The record of past human adaptations provides crucial lessons for guiding responses to crises in the future1,2,3. To date, there have been no systematic global comparisons of humans’ ability to absorb and recover from disturbances through time4,5. Here we synthesized resilience across a broad sample of prehistoric population time–frequency data, spanning 30,000 years of human history. Cross-sectional and longitudinal analyses of population decline show that frequent disturbances enhance a population’s capacity to resist and recover from later downturns. Land-use patterns are important mediators of the strength of this positive association: farming and herding societies are more vulnerable but also more resilient overall. The results show that important trade-offs exist when adopting new or alternative land-use strategies.

Understanding the range of past responses of human societies to disturbances is a global priority across the social and natural sciences and will support the development of solutions to future crises1,2,3. Numerous case studies have addressed past cultural collapse, transformation and persistence, although how to best characterize these processes is a subject for debate6. A major unresolved issue is the lack of comparability between cases of population resilience in the historical sciences4,5. Few studies explicitly model impacts, recovery and adaptation, or formally account for long-term history, which contains important and previously overlooked variation within and between cultural or environmental settings. Furthermore, a tendency to narrowly focus on responses to extreme events in both natural and social systems7,8 may overemphasize local or short-term adaptive success at the expense of understanding large-scale or long-term vulnerabilities6,9. A well-known example is the shift to a narrow marine diet among the Greenland Norse that initially offset the short-term risk of crop failure yet heightened societal vulnerability to longer-term North Atlantic cooling10. Here, we establish a global comparative approach to long-term resilience to identify the factors that structure the response of prehistoric populations to disturbances through time.
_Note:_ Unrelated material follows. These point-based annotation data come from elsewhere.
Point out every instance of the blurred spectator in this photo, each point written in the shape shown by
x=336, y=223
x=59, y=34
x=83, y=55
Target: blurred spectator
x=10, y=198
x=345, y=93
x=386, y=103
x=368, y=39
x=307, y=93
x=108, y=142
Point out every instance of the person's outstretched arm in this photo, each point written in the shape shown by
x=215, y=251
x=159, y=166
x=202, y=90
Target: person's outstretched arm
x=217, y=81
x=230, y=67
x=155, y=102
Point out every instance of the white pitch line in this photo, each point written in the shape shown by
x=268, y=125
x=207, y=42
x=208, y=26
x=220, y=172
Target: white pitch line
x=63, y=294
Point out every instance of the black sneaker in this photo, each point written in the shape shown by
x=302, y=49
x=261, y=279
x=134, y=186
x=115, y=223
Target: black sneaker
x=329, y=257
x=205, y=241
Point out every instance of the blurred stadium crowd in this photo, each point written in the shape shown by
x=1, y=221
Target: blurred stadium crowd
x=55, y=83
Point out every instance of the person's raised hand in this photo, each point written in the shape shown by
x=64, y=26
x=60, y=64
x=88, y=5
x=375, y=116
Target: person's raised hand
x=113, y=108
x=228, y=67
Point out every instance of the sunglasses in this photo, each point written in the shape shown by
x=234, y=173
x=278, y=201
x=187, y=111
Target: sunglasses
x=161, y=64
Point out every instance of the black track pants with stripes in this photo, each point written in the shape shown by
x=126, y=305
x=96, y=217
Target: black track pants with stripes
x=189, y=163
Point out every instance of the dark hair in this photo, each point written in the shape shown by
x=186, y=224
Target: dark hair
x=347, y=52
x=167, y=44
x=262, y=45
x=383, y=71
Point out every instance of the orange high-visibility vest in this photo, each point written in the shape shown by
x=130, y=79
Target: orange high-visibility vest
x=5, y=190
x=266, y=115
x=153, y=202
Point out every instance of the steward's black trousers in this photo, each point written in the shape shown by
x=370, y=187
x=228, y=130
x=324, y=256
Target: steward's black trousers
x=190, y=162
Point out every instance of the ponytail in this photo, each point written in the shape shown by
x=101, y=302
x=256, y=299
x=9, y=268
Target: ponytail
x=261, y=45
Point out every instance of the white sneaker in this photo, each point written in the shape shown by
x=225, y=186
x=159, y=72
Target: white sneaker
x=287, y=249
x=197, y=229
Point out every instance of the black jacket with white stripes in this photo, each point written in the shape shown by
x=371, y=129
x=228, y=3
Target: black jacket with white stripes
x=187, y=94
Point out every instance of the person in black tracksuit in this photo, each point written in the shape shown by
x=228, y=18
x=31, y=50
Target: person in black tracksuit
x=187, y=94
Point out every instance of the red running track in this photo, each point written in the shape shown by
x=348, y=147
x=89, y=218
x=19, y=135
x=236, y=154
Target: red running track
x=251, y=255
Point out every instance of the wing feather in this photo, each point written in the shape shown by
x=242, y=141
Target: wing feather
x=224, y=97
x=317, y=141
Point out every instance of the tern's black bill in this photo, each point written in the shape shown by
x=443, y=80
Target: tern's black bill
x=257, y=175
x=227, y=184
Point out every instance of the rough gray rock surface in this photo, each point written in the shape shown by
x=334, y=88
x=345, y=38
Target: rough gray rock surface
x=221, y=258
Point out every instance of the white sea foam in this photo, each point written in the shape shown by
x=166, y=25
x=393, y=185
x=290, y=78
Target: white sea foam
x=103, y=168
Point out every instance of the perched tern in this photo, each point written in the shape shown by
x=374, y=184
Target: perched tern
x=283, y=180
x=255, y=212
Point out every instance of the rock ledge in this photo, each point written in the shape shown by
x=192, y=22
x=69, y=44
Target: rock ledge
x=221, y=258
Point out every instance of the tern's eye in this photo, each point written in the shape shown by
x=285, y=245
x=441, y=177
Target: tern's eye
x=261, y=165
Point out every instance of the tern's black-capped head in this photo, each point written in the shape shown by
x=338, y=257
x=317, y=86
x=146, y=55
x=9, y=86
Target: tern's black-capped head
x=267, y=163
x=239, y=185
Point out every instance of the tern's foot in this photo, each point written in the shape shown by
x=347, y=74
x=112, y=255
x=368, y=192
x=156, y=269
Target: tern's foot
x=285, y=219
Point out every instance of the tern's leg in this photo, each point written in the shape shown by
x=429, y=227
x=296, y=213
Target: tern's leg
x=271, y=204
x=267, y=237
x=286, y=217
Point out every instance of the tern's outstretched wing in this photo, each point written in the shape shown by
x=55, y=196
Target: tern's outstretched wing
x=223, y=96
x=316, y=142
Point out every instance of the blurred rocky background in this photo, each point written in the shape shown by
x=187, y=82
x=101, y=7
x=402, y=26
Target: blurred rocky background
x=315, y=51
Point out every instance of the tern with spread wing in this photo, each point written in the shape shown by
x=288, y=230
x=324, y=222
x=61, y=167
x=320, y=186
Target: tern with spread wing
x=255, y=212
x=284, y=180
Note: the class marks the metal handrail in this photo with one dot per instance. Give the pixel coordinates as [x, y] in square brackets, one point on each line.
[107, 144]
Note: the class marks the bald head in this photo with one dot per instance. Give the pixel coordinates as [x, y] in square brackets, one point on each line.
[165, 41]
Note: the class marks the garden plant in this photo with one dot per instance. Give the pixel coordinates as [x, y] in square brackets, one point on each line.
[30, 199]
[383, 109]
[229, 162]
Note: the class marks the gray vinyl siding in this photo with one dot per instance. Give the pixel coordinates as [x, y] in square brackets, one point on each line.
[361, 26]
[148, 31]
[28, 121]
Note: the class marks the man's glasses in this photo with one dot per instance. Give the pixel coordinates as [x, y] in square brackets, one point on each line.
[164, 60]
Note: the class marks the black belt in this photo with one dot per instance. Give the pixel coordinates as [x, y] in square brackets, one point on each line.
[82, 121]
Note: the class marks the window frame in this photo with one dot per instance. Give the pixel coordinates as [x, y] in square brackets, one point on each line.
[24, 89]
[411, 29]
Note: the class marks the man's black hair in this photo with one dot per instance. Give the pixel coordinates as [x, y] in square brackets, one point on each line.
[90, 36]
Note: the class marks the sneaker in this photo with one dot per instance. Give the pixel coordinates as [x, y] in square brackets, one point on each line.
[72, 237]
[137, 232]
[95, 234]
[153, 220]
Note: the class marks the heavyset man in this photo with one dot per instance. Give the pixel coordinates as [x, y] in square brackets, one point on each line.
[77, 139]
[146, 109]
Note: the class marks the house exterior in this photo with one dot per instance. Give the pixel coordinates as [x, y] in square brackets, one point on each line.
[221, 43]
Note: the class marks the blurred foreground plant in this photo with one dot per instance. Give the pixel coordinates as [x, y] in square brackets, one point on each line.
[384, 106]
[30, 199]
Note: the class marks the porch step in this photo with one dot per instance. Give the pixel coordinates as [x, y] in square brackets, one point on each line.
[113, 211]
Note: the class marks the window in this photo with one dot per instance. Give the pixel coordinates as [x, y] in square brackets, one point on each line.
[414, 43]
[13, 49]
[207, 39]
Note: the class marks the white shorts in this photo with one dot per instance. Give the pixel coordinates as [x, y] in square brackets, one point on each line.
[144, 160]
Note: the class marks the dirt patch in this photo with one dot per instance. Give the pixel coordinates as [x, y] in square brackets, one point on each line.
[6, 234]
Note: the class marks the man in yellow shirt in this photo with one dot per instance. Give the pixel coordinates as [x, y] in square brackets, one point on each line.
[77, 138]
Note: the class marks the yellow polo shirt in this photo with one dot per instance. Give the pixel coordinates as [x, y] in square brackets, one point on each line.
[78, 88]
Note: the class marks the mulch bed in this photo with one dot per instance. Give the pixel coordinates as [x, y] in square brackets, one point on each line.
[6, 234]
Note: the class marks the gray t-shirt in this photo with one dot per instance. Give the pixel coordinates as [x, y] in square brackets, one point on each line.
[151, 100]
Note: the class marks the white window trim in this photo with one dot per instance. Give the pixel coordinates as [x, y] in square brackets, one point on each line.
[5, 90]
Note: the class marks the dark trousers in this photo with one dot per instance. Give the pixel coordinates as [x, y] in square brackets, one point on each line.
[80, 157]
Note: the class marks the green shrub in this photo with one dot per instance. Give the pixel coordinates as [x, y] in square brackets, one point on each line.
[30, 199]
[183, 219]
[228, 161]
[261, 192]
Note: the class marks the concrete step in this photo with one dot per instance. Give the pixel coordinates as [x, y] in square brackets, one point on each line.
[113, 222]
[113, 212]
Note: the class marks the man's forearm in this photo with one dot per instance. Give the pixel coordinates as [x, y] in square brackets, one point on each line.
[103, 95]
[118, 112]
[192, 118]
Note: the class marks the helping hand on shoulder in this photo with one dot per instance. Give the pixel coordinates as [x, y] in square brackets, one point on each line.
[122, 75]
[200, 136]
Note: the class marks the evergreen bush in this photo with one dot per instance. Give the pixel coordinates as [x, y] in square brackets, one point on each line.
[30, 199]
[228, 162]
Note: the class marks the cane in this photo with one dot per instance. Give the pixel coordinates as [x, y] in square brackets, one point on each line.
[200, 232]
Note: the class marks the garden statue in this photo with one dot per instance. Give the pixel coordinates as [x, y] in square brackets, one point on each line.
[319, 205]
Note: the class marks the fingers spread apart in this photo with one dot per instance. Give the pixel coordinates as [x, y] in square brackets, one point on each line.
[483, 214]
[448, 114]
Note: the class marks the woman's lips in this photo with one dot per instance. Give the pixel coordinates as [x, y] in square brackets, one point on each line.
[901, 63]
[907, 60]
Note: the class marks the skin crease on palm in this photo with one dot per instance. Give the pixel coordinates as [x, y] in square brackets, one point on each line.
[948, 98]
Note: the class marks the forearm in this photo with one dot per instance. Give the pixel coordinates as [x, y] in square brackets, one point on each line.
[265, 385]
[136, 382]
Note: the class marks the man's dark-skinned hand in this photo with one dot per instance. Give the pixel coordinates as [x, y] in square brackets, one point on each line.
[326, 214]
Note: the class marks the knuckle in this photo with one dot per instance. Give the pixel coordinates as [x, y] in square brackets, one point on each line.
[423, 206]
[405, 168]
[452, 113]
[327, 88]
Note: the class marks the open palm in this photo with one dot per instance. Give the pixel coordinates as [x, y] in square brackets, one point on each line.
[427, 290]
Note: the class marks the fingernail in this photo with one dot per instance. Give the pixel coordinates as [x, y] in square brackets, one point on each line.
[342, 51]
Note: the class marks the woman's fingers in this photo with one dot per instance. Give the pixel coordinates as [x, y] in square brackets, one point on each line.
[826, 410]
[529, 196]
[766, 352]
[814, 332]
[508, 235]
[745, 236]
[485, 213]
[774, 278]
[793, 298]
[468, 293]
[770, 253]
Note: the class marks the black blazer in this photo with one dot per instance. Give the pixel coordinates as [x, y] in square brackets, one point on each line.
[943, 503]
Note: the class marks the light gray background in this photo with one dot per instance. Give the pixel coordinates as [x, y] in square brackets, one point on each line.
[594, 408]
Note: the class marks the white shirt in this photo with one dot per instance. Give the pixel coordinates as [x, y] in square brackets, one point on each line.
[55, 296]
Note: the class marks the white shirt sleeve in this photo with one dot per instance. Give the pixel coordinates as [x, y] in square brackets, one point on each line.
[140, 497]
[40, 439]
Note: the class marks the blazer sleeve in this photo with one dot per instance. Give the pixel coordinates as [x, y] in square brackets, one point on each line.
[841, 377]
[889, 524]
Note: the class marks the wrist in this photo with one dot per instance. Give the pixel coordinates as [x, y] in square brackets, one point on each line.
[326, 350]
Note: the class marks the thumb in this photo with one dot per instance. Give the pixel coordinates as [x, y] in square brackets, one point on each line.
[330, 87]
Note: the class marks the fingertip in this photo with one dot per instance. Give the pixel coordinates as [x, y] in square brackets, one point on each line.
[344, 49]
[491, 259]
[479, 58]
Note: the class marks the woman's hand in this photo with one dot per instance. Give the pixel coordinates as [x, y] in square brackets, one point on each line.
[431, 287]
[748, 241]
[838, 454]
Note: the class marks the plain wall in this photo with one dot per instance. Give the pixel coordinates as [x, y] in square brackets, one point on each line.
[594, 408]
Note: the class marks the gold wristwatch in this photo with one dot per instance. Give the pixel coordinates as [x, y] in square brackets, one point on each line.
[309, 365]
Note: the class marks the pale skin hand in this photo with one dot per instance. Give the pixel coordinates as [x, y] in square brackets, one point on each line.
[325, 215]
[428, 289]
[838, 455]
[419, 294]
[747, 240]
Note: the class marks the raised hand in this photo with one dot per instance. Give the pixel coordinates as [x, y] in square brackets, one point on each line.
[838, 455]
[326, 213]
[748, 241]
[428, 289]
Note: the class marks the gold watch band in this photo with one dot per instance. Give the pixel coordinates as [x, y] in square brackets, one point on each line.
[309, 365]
The approach measures population capacity to withstand changes, as well as the rate of recovery following a disturbance through the common proxy of radiocarbon time–frequency data11,12. Disturbances are the inferred drivers of relative reductions in population or archaeological activity in prehistory, which are described variously as recessions, downturns, busts, negative deviations or similar12,13,14,15 and form the focus of this study, using summed probability distributions (SPDs) of calibrated radiocarbon dates. SPDs function as an index of relative levels of human activity, or population change, over time16,17. Population downturns are defined as periods when SPDs are significantly below expected growth trajectories in response to disturbances. Our efforts focus on two key questions: (1) how quickly do past populations recover after downturns; and (2) what factors mediate past resistance and resilience to downturns?.